Par un arrêté ministériel n°239/MINESURSI/CAB.MIN/SASM/MMK/2026 signé le 20 août 2026 et rendu public le 25 août, la ministre de l’Enseignement supérieur, universitaire, de la Recherche scientifique et des Innovations (ESURSI), Marie-Thérèse Sombo Ayanne Safi Mukuna, suspend jusqu’à nouvel ordre les activités académiques dans l’Est du pays.
La ministre invoque une « situation sécuritaire particulièrement préoccupante » qui ne permettrait plus d’assurer le fonctionnement régulier des institutions et la sécurité des étudiants et du personnel.
Onze établissements concernés
La mesure concerne l’année académique 2026-2027 et porte sur l’ensemble du processus : inscriptions, réinscriptions, enseignements, évaluations, délibérations et délivrance des titres académiques.

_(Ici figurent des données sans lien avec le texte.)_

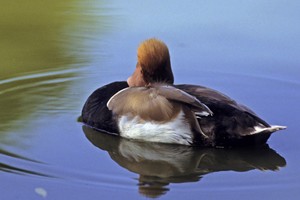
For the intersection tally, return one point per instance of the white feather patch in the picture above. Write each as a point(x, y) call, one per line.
point(259, 129)
point(176, 131)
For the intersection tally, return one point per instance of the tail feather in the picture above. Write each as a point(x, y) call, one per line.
point(271, 129)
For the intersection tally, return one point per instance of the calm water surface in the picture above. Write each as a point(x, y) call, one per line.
point(53, 55)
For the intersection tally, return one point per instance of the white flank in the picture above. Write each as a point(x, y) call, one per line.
point(176, 131)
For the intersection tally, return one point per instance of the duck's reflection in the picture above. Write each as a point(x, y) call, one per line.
point(161, 164)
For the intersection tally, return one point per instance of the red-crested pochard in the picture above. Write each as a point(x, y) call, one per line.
point(148, 107)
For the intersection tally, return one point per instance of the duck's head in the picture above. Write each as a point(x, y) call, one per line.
point(153, 64)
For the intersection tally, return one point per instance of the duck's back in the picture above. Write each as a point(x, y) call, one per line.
point(95, 112)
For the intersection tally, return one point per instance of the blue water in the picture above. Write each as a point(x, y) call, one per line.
point(248, 50)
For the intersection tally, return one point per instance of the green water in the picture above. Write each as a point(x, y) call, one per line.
point(54, 54)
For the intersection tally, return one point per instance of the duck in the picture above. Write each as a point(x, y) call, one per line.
point(149, 107)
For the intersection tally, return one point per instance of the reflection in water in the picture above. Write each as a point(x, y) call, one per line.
point(159, 164)
point(43, 44)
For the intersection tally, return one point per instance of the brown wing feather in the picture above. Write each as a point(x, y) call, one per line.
point(158, 103)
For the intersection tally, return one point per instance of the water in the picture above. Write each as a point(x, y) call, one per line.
point(53, 55)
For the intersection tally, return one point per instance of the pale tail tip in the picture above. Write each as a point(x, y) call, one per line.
point(277, 128)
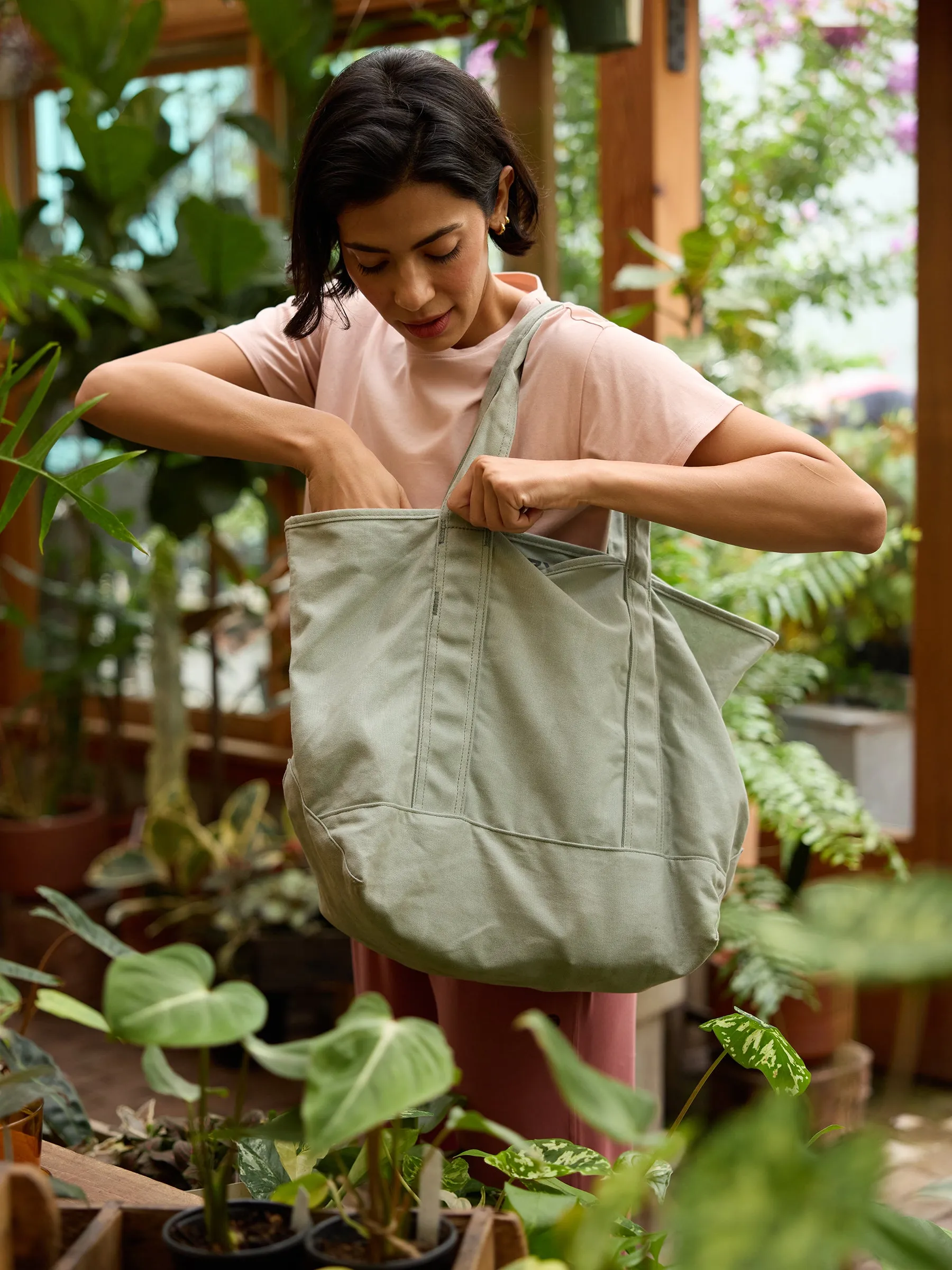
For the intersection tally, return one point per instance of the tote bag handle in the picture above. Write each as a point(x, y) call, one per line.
point(496, 430)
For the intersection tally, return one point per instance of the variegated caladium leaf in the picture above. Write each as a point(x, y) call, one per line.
point(756, 1045)
point(549, 1157)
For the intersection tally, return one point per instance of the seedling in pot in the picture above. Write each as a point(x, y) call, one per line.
point(362, 1083)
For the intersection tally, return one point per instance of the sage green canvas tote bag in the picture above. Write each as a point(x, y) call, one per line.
point(509, 763)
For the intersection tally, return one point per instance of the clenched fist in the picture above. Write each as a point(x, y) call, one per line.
point(511, 494)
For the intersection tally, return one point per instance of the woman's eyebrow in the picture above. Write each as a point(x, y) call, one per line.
point(384, 251)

À Goma, sont concernés l’Université de Goma (UNIGOM), l’ISC, l’ISTM, l’ISTA et l’ISP.
À Bukavu, l’Université Officielle de Bukavu (UOB), l’ISC, l’ISTM, l’ISP, l’ISDR et l’ISAM.
Le ministère précise que les étudiants finalistes de l’année 2025-2026, dont le parcours n’a pas encore été clôturé, sont autorisés à poursuivre leurs activités de fin de cycle.
L’AFC/M23 dénonce une « arme de guerre
Dans la foulée, l’Alliance Fleuve Congo (AFC/M23), qui contrôle de facto les villes de Goma et Bukavu, a réagi par la voix de son coordonnateur adjoint, Bertrand Bisimwa.
Dans une déclaration publiée sur X, ce dernier accuse Kinshasa d' »instrumentaliser le secteur de l’éducation à des fins politiques » et de vouloir en faire « une arme de guerre ».
Selon l’AFC/M23, le secteur éducatif doit rester en dehors du champ politique. Le mouvement affirme avoir anticipé cette décision et annonce la mise en place prochaine d’un « mécanisme de substitution ».
Ce mécanisme, qui devrait faire l’objet d’une circulaire et être « immédiatement activé », vise selon Bisimwa à permettre aux étudiants de poursuivre leur cursus et au personnel académique de continuer ses activités.
Cette double annonce plonge plusieurs dizaines de milliers d’étudiants dans l’incertitude, entre suspension officielle à Kinshasa et promesse d’un système parallèle dont la légalité et la reconnaissance des diplômes restent à ce stade inconnues.